— Разумеется, его здесь нет, — сказал Форстетнер. — Разумеется.
Честное слово, у него был такой счастливый вид.
— Это невероятно, — огорчился Андрасси.
Он поднял глаза к зеленым цифрам больших башенных часов. Было ровно одиннадцать тридцать.
— Может быть, он не стал нас ждать?
Форстетнер усмехнулся.
— Он сказал — в одиннадцать часов. По местным понятиям, это означает просто полдень.

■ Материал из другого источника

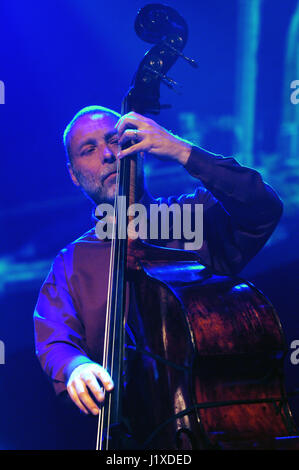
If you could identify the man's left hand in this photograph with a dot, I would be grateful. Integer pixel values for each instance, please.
(150, 137)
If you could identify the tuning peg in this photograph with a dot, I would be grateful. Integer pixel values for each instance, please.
(190, 61)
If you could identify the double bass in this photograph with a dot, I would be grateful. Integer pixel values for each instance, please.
(202, 365)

«Он мог бы сказать мне об этом раньше. А я-то переживал, страшно нервничал».
— Это же Капри.
За четыре дня Андрасси уже не раз имел удовольствие слышать эту фразу. Приглашают, например, человека на чай, а он является только к ужину. Это же Капри. Муж изменяет жене. Это же Капри. Повар сходит с ума и поливает ликером жаркое. Это же Капри. И произносится это таким горделиво-нежным тоном. Прямо догма.
— Что ж… Капри так Капри… Только иногда это очень раздражает.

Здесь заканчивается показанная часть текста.